The North American International Auto Show opens to the public Saturday morning after a week of media previews. Over 750 vehicles are on display at Cobo Center in Detroit. The vehicle exhibits on the main floor may draw more of the attention, but it’s what’s located on the lower level that will drive the future of the auto industry. And, as we found out, Washtenaw County is playing a significant role in driving us to that future.
"One of the reasons why we’re here at the auto show, in the 'AutoMobili-D' space is to increase that awareness, do some more outreach and recruit additional customers."
Mark Chaput is Vice President of Facility Operations and Construction at the American Center for Mobility in Ypsilanti Township.
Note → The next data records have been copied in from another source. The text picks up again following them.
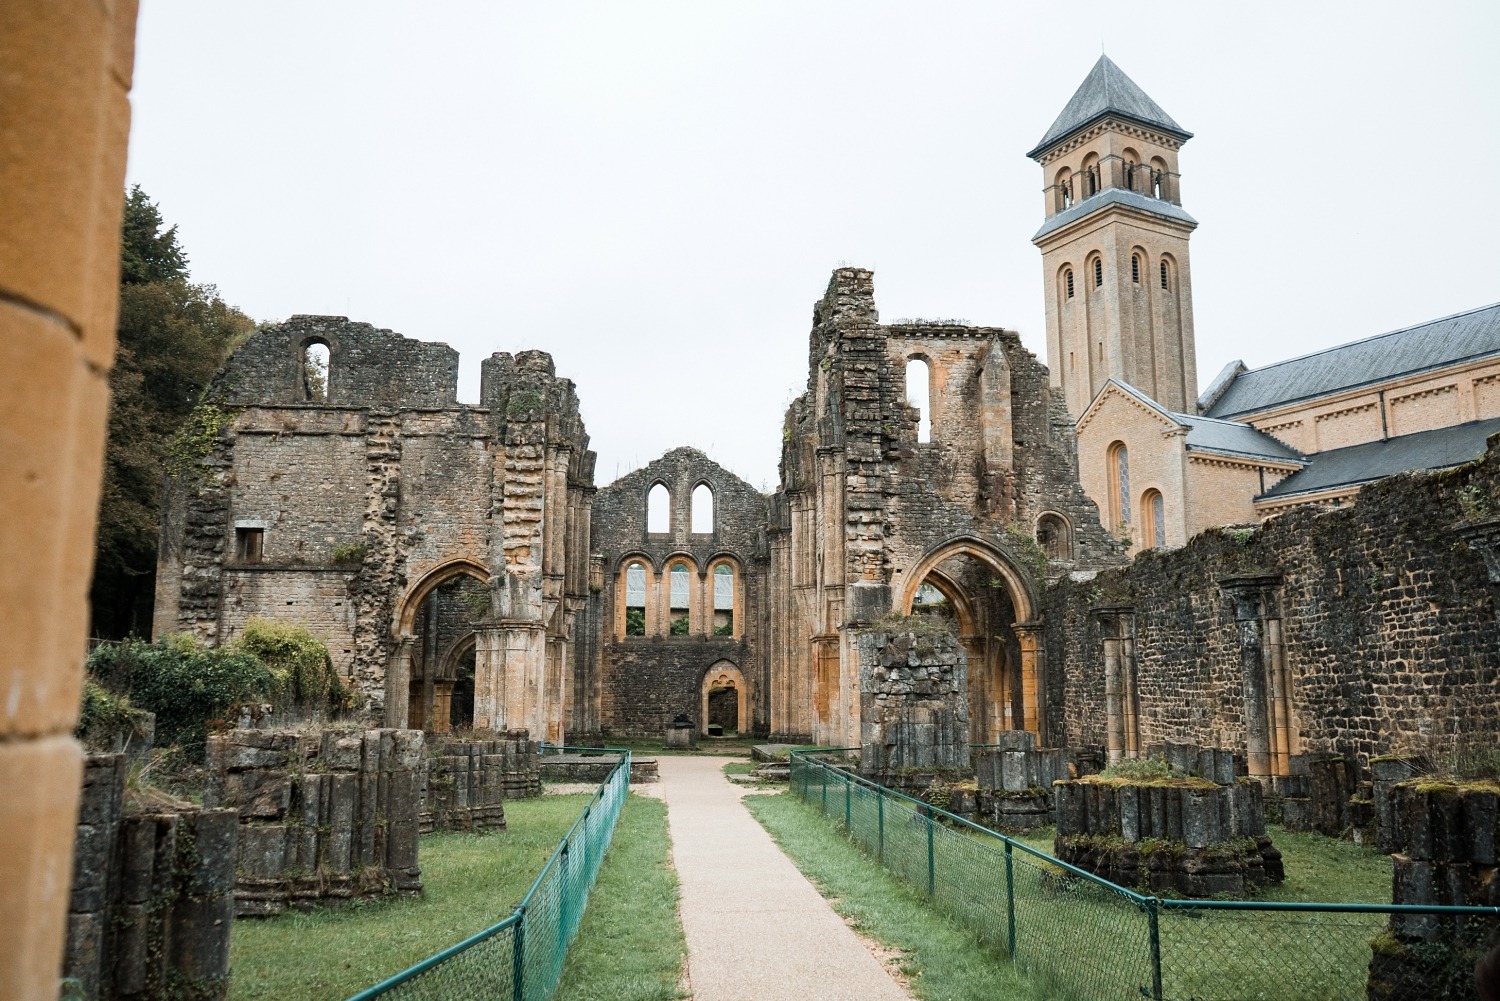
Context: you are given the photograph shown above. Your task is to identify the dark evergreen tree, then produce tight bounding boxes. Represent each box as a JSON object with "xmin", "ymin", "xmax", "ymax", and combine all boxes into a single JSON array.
[{"xmin": 91, "ymin": 188, "xmax": 255, "ymax": 638}]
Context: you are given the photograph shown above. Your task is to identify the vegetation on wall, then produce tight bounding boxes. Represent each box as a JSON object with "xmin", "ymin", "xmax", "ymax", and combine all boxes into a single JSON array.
[{"xmin": 92, "ymin": 186, "xmax": 257, "ymax": 639}]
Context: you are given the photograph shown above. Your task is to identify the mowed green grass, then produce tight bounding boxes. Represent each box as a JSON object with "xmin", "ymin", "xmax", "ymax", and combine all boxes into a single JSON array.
[
  {"xmin": 229, "ymin": 794, "xmax": 592, "ymax": 1001},
  {"xmin": 553, "ymin": 794, "xmax": 687, "ymax": 1001},
  {"xmin": 745, "ymin": 791, "xmax": 1034, "ymax": 1001}
]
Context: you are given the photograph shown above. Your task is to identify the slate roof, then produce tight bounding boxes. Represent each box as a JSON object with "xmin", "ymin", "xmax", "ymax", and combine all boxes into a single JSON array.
[
  {"xmin": 1257, "ymin": 416, "xmax": 1500, "ymax": 500},
  {"xmin": 1203, "ymin": 302, "xmax": 1500, "ymax": 419},
  {"xmin": 1101, "ymin": 380, "xmax": 1301, "ymax": 465},
  {"xmin": 1028, "ymin": 55, "xmax": 1192, "ymax": 159},
  {"xmin": 1176, "ymin": 413, "xmax": 1304, "ymax": 464},
  {"xmin": 1032, "ymin": 186, "xmax": 1198, "ymax": 243}
]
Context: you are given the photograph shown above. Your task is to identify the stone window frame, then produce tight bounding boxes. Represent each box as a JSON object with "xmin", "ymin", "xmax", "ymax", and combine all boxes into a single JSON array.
[
  {"xmin": 690, "ymin": 481, "xmax": 715, "ymax": 535},
  {"xmin": 299, "ymin": 335, "xmax": 333, "ymax": 404},
  {"xmin": 664, "ymin": 554, "xmax": 699, "ymax": 636},
  {"xmin": 1141, "ymin": 488, "xmax": 1166, "ymax": 549},
  {"xmin": 1034, "ymin": 511, "xmax": 1074, "ymax": 562},
  {"xmin": 615, "ymin": 554, "xmax": 657, "ymax": 639},
  {"xmin": 1060, "ymin": 263, "xmax": 1075, "ymax": 301},
  {"xmin": 905, "ymin": 354, "xmax": 933, "ymax": 444},
  {"xmin": 1159, "ymin": 254, "xmax": 1174, "ymax": 292},
  {"xmin": 1088, "ymin": 251, "xmax": 1104, "ymax": 290},
  {"xmin": 1107, "ymin": 441, "xmax": 1131, "ymax": 534},
  {"xmin": 646, "ymin": 480, "xmax": 671, "ymax": 535},
  {"xmin": 705, "ymin": 555, "xmax": 743, "ymax": 640}
]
The connected and autonomous vehicle testing facility opened in late 2017 and is looking to become a major resource for the future of the auto industry.
"A lot of autonomous technologies are out. You’ve heard maybe some of the incidents that have happened. Some crashes, and even a few fatalities occurred along the way where autonomous vehicles may be out prematurely on the public roadways. So it’s really important to come to a facility like American Center for Mobility in a closed environment, a safe environment to prove out and validate these technologies well before they move them out into the open road and expose them to the public."
While making sure that connected and autonomous vehicles are safe to put on the road, how individuals interact with the advance technology will be essential to the future success of the auto industry. That’s where the University of Michigan’s research and testing facility Mcity comes to play. Huei Peng is the director.
"There is also subjective data, for example, surveys, interviewing the users and making sure that we understand how they use these vehicles. Do they trust these vehicles? What do they think needs to be changed so that they use and trust these vehicles better? So all of these are examples of pre-competitive questions that we can work with companies together to provide data to provide a learning experience and share with 60 industry members. Currently, we have 60 company members."
As you walk through the AutoMobili-D exhibition, you’ll find a number of students from Washtenaw County, not only learning, but helping develop the technology for a new generation of cars. Eastern Michigan University has a booth featuring a cybersecurity program designed to prevent cars from being hacked. PhD student Pooja Patil showed me an example by using a remote-controlled car.
Pooja: "We are just sending a simple text file, like a number, like number six. We are just sending it in a file, its storing and then the car is reading that. And let’s suppose that number six is going to veer the steering, so when we send it, it veers it and then it goes out of control."
Jorge: "That’s a scary thought, isn’t it?"
Pooja: "Yes, it is. So that’s why we’re going to avoid it."
Washtenaw Community College also offers a cybersecurity program at its Advanced Transportation Center. At its auto show booth, you can also see how students are learning how to build lighter cars for better fuel economy. Center director Al Lecz says it’s an education that will leave students well-prepared for the future workforce.
"We’re listening closely to all of the major auto suppliers and sub-suppliers and so forth. They’re guiding us with what they need for their employees and the technologies they’re developing. So we have a lot of guidance, and I’m talking about Ford, General Motors and Toyota and Magna International and Roush. And so many of these companies are giving us information on what we should be teaching in order to provide the skills sets that their technicians are going to require."
Those taking part in the AutoMobili-D exhibit say it’s this type of technology and the continued passion to keep producing the cars of tomorrow that will keep Michigan behind the wheel of the auto industry.
The North American International Auto Show will be open to the public from January 19th - 26th.